Brett Meyers is the Australian entrepreneur that founded CurrencyFair along with some friends who were frustrated at how much money the bank sucked in from their international currency exchanges. With the main business based in Dublin, he is the perfect candidate to use Currencyfair to change money, as he flits across the world from his Sydney office to his Dublin one.
“We help people transfer money from a bank account in one currency to a bank account in another, using a super-cool new process that gives much better exchange rates and removes most of the fees that banks normally charge. The way we do it is based on a simple idea – while I might want to move money in one direction, say I’m sending money from Ireland to Australia, there are loads of other people sending money back the other way at the same time. We connect these transfers together, so that we don’t actually have to send the money internationally at all. I buy some Aussie Dollars that are already in Australia from someone that wants my euro here in Ireland, with CurrencyFair sitting in the middle taking away all the hassle and making it all secure. We can help people save money every time they make an exchange.

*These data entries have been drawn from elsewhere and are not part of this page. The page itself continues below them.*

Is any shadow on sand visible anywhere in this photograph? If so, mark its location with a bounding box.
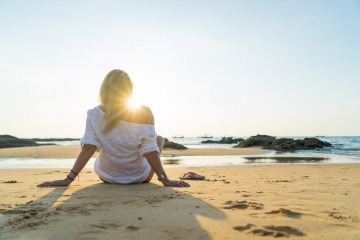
[0,183,225,239]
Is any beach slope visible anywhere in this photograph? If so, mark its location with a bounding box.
[0,164,360,240]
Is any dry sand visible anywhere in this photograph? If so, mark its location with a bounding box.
[0,145,272,158]
[0,164,360,240]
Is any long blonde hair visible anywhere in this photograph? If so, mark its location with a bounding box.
[99,69,133,132]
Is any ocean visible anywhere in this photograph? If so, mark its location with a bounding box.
[0,136,360,169]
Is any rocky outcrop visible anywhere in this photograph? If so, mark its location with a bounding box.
[234,135,331,152]
[201,137,244,144]
[0,135,40,148]
[164,138,188,150]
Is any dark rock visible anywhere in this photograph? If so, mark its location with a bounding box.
[201,137,244,144]
[0,135,39,148]
[234,135,331,152]
[164,138,187,150]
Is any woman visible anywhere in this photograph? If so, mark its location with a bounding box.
[38,69,190,187]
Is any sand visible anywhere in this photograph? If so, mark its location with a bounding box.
[0,164,360,240]
[0,145,273,158]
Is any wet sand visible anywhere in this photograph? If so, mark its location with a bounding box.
[0,164,360,240]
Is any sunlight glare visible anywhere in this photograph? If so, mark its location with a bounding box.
[128,97,140,108]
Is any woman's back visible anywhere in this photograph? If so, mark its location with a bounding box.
[81,107,159,183]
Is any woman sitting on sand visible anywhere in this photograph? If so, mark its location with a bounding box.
[38,69,190,187]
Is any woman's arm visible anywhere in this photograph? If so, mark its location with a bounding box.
[144,152,190,187]
[37,144,96,187]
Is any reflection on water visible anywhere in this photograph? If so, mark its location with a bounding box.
[244,156,330,164]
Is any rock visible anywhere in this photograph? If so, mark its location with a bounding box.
[234,135,331,152]
[0,135,40,148]
[201,137,244,144]
[164,138,187,150]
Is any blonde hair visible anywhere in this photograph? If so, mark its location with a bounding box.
[99,69,133,132]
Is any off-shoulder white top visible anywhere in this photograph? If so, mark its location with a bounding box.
[81,106,159,184]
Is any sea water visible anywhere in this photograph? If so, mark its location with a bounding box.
[0,136,360,169]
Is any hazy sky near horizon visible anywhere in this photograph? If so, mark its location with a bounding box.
[0,0,360,137]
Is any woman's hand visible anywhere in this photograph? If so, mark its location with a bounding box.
[161,178,190,187]
[37,178,72,187]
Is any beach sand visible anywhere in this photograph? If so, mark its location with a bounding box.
[0,164,360,240]
[0,145,273,158]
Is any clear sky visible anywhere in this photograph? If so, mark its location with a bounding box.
[0,0,360,137]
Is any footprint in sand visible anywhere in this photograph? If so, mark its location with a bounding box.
[145,193,182,204]
[266,208,302,218]
[90,222,121,229]
[223,201,264,210]
[233,223,305,237]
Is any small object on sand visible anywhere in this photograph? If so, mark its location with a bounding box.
[180,172,205,180]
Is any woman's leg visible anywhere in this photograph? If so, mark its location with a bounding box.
[143,136,165,183]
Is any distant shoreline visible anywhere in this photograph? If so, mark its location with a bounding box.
[0,145,274,158]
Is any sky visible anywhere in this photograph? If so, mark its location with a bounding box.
[0,0,360,138]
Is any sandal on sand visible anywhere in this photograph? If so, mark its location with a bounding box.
[180,172,205,180]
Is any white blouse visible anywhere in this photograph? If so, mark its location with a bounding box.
[81,106,159,184]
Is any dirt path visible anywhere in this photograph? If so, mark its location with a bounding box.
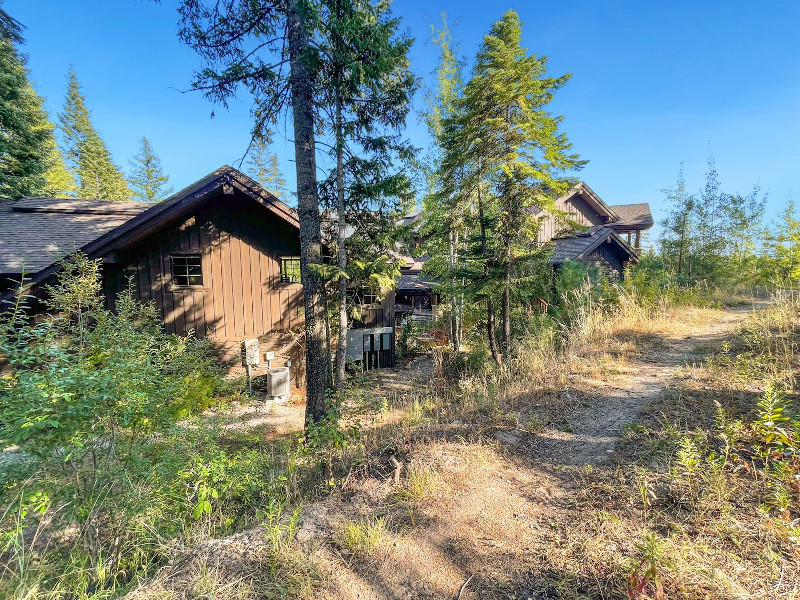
[130,307,776,600]
[524,301,766,465]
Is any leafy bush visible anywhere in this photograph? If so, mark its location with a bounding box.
[0,254,218,585]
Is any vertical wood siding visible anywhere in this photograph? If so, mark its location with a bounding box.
[104,193,302,342]
[539,195,603,244]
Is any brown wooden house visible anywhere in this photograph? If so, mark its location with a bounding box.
[539,182,653,278]
[0,166,303,376]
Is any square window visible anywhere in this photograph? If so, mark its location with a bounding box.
[171,254,203,287]
[361,285,381,304]
[281,256,303,283]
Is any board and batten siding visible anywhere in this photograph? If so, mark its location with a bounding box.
[104,194,303,343]
[539,195,603,244]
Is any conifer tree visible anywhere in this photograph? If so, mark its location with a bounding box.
[44,136,78,198]
[178,0,330,426]
[432,11,585,364]
[128,137,173,202]
[420,14,467,352]
[59,71,131,200]
[247,132,289,202]
[0,37,53,198]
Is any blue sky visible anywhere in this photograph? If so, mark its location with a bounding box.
[4,0,800,241]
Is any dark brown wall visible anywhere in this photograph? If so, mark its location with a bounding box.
[539,195,603,243]
[104,192,302,342]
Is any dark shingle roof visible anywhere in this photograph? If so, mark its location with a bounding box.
[610,202,653,229]
[550,227,613,265]
[397,273,436,293]
[0,198,153,275]
[11,197,154,217]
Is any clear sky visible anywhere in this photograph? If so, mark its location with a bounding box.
[4,0,800,239]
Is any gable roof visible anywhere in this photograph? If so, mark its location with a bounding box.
[611,202,654,229]
[556,181,619,221]
[0,165,300,288]
[549,226,636,265]
[0,198,153,275]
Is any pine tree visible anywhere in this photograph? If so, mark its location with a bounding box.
[439,11,585,363]
[317,0,416,392]
[59,71,131,200]
[247,132,289,202]
[0,38,53,198]
[178,0,330,426]
[128,137,173,202]
[44,136,78,198]
[420,14,466,353]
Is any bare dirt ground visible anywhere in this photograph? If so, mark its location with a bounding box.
[520,301,766,465]
[299,307,764,600]
[132,306,768,600]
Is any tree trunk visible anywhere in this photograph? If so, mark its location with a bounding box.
[503,250,511,356]
[335,92,348,394]
[447,225,461,353]
[286,0,330,427]
[478,178,501,367]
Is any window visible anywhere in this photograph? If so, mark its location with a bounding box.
[172,254,203,287]
[361,285,381,304]
[281,256,303,283]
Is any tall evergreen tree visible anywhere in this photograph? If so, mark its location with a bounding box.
[178,0,330,425]
[317,0,415,391]
[420,14,467,352]
[432,11,585,363]
[128,137,173,202]
[44,135,78,198]
[59,71,131,200]
[247,132,289,202]
[0,37,53,198]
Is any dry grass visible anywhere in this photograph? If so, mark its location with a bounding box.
[114,292,800,600]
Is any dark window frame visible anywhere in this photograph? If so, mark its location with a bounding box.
[169,252,205,288]
[361,283,382,306]
[279,256,303,285]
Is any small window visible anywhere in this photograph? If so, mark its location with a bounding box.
[172,254,203,287]
[281,256,303,283]
[361,285,381,304]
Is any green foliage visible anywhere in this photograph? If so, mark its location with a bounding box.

“A lot of expats will regularly send money home to pay bills or a mortgage or whatever, so it’s a regular saving and could really make a difference over a few months or years. To give an example, I sent €2,000 back to my Australian bank account early this year prior to heading back to Perth for a couple of weeks. Using CurrencyFair, I got about $150 more into my Aussie bank account than I would have by using my Irish bank directly. If that was a regular transfer, like a monthly mortgage payment for example, then you’re looking at about $1,800 saved over the course of a year – enough for a plane ticket home.
“Back in the days before CurrencyFair, I got badly screwed on a few transactions and decided I wasn’t going to let the banks take my money any more. So when I needed Aussie Dollars I’d contact a friend of mine living over here and see if she wanted some euro. If she did, we’d strike a deal, and we’d look up the real euro to Aussie exchange rate (this is around 3% better than what a bank actually gives you). I’d then transfer some euro to her for free because it was a local payment. She’d use her Aussie internet banking to send the equivalent amount in Aussie Dollars straight into my account in Perth, again using a free local payment. So we’d both get about 3% more each on the exchange, and also save on all the sending and receiving fees that banks like to whack on top of that already generous 3%.”
You don’t have to limit yourself to one peer-to-peer operator, they are plenty now emerging online. Google, google, and google again.